Football Burp’s very own Jermaine Pedant enjoys nothing more than strolling back and forth in his professor’s gown, casting scholarly gazes over his fellow professionals’ online scribblings.
Each week, he homes in on a few choice instances of common grammatical failings and raps on them repeatedly with his disciplinary cane until we’ve all jolly well learnt to treat the Queen and her English with the utmost respect. Read on for this week’s lessons…
Robin van Persie
The – erm – Arsenal striker was overwhelmed by all the birthday wishes he received on Monday…
Thanks very much all of ya u are 2 kind! #29
— Robin van Persie (@Persie_Official) August 6, 2012
Jermaine Pedant says… First of all, Robin, belated birthday salutations from your old pal and team mate Jermaine Pedant! Our paths have diverged greatly since our formative years as young Gunners – you’re the Premier League’s reigning top goal-scorer, whereas I have overcome my illiteracy to excel in the realms of academia – and it is a shame that we should reunite in such an unhappy circumstance as your inability at the age of 29 to write out the words ‘you’ and ‘too’.
In order to demonstrate that I’ve not lost my wicked sense of humour over the years, allow me to disingenuously suggest that you were about to segregate your Twitter followers into two distinct categories (i.e. “you are 2 kinds of…”) before a slip of the finger, perhaps borne out of your pondering a move to Manchester United or City, left you with an incomplete sentence.

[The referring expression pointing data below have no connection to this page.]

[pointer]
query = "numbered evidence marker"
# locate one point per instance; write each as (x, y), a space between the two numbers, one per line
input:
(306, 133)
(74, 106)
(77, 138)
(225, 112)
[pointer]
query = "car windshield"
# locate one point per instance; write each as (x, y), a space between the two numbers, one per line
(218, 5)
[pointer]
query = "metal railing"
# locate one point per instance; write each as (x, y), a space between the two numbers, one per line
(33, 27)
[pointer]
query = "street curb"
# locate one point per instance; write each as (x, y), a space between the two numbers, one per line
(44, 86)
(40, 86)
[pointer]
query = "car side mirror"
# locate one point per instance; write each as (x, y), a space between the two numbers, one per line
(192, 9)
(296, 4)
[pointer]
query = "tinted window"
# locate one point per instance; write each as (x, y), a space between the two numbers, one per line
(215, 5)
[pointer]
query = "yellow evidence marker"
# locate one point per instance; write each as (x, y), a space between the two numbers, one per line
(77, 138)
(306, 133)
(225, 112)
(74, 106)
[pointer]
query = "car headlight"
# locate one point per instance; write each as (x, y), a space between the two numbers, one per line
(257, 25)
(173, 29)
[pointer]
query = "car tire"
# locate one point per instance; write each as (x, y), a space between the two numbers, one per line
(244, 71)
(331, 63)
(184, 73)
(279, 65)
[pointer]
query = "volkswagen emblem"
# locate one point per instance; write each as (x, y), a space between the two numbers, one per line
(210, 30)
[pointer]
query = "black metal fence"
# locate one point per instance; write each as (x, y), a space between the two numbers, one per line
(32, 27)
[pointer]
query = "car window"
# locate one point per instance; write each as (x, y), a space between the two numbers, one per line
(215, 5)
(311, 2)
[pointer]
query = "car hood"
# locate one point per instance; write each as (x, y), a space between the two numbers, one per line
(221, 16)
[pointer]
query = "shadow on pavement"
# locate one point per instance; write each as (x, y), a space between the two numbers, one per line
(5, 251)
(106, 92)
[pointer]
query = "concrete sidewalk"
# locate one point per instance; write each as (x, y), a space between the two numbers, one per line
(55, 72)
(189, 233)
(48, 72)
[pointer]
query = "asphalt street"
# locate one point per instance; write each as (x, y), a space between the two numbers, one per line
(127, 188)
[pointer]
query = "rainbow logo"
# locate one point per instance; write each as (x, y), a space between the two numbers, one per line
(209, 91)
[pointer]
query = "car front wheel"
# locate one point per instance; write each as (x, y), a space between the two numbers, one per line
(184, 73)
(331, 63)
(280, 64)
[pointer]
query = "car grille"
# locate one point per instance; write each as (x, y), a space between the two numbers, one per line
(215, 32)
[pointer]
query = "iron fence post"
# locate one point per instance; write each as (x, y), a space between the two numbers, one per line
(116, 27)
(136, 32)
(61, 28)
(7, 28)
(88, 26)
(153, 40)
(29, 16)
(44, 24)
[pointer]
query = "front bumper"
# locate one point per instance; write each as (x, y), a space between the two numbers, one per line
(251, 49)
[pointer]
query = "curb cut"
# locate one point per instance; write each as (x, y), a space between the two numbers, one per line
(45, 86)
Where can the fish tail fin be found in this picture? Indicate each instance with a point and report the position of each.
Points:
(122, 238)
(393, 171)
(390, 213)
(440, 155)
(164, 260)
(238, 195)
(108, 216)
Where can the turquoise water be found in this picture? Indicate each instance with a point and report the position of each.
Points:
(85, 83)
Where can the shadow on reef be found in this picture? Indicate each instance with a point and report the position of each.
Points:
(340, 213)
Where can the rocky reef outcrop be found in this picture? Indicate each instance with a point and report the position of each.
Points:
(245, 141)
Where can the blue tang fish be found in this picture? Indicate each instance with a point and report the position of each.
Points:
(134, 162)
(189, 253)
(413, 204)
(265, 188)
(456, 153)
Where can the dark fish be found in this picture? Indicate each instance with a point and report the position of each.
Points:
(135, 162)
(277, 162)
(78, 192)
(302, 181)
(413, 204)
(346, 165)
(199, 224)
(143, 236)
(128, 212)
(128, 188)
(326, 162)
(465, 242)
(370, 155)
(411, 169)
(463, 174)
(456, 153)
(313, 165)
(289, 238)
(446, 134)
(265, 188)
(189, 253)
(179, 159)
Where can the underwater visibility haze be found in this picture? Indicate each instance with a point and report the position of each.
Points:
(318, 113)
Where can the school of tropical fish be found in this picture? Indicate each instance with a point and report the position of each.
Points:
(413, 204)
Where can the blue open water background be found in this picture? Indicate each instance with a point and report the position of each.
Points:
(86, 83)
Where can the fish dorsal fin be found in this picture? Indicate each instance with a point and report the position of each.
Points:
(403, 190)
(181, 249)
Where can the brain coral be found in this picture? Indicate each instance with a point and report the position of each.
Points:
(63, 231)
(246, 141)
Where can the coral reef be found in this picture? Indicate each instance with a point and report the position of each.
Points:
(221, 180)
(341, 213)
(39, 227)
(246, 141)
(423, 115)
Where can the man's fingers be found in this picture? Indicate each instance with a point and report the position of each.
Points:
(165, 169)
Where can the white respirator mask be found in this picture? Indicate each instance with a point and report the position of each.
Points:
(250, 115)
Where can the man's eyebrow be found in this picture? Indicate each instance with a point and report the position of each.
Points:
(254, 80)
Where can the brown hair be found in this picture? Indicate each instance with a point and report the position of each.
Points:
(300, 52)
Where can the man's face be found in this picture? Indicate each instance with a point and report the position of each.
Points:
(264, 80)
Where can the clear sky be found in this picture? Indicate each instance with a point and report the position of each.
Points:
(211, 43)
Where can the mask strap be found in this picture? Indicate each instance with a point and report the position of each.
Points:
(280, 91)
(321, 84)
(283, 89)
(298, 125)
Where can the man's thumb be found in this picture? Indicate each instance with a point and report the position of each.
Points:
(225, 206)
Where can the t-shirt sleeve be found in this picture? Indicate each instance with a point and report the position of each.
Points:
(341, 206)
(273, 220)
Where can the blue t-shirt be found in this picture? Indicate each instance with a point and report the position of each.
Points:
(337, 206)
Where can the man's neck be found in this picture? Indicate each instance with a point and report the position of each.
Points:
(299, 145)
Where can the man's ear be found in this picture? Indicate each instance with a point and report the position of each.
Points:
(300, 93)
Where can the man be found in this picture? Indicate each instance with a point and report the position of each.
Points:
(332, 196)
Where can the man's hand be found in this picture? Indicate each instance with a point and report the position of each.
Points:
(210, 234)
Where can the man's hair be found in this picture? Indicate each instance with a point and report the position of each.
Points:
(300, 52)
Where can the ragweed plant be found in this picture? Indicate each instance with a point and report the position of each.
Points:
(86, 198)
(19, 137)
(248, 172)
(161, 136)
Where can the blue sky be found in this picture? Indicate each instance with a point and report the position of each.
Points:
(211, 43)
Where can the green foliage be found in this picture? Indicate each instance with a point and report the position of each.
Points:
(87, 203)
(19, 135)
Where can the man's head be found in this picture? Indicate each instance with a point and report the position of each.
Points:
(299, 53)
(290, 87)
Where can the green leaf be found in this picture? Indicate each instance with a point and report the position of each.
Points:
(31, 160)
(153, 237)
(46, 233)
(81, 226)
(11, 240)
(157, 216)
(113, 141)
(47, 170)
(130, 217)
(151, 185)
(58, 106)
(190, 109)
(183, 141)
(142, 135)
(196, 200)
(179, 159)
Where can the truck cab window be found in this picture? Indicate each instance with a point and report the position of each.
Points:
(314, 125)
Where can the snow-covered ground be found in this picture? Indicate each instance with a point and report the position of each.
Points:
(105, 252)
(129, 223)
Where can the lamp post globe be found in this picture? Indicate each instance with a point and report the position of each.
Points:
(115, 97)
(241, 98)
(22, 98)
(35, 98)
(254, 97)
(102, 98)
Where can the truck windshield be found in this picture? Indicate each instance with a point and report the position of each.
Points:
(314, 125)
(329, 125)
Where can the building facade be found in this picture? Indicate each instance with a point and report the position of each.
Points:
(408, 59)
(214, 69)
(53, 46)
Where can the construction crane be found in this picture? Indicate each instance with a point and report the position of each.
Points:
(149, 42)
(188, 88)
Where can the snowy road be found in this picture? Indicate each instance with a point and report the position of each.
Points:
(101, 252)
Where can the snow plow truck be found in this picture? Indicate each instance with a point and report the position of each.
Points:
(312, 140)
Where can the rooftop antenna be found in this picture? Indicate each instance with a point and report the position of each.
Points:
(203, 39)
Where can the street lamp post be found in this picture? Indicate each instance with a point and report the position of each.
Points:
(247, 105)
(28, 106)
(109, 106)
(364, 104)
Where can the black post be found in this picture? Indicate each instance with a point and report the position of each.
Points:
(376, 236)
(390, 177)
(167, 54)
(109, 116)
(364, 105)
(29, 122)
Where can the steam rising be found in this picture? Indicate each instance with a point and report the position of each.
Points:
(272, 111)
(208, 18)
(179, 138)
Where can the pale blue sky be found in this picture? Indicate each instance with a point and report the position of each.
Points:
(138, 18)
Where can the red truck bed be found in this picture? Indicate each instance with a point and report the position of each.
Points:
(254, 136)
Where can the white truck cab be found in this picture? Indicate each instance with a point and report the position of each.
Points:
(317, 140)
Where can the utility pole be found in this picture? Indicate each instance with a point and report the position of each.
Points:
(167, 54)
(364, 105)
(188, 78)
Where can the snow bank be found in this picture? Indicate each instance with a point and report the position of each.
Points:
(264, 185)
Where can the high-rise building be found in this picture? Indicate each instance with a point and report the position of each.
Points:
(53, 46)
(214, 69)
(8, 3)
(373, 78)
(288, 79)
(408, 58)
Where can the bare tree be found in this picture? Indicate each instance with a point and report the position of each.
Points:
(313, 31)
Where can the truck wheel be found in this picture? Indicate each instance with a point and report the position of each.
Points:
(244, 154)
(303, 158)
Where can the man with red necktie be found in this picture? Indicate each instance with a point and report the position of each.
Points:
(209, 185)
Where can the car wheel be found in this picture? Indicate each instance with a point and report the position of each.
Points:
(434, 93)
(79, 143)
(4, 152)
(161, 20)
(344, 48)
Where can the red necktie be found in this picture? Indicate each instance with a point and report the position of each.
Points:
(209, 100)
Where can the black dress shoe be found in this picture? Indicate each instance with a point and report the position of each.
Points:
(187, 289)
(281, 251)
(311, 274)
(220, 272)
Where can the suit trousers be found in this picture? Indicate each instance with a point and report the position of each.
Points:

No, not a suspended sentence, before the peanut gallery chimes in. Let’s leave my recent drink driving conviction out of this.
Jay Emmanuel-Thomas
The Ipswich Town forward was apparently rather miffed about something or other to do with basketball…
Im vex, they do
#AlleyHoops like its norm— jay emmanuel-thomas (@OfficialJET9) August 2, 2012
Jermaine Pedant says… I’m prepared to give you the benefit of my considerable doubt as to whether or not you intended to infer the possessive with “its norm”, but there’s not a cat in hell’s chance I’m letting you get away with that botched past participle. It’s certainly got me vexed.
Come and see me in my office after the lesson.
Anton Ferdinand
The Queens Park Rangers defender was on his way to the continent…
On route 2 Germany
#QprTourPart2 see u on the other side! Xx— Anton Ferdinand (@anton_ferdinand) August 3, 2012
Jermaine Pedant says… Ooh la la, Anton! I’m afraid en route is a French expression, so you’ve committed something of a faux pas here. C’est la vie, I grant you, but you’re starting to become a regular on these pages. Plus ça change, you might say.
Let’s schedule a rendezvous in my office to discuss this matter further.
Izzy Iriekpen
The former Swansea City defender was congratulating an Olympic bronze medal-winner…
Well done to
@bethtweddlenews. Great carrier in gymnastics.— Izzy Iriekpen (@Izzyiriekpen) August 6, 2012
Jermaine Pedant says… Great carrier? Have they given her the torch? See me.
Nile Ranger
The Newcastle United forward had some sage advice for his followers…
Never bite the hand what feeds you
— Nile ranger (@NilePowerRanger) August 6, 2012
Jermaine Pedant says… The deployment of ‘what’ as a device for identification seems to be a common mistake within footballing circles: “the goal what changed the game”, “the injury what forced him off”, and so on and so forth. Take your own corrected advice when I say to you this: never bite the hand that feeds you knowledge pertaining to grammar, spelling and correct sentence structure.
Now I must take my leave, for I’m fairly certain I just heard Tony Pulis shout “where’s that one what keeps correcting me all the time”? Alas it appears my efforts have been in vain. Class dismissed!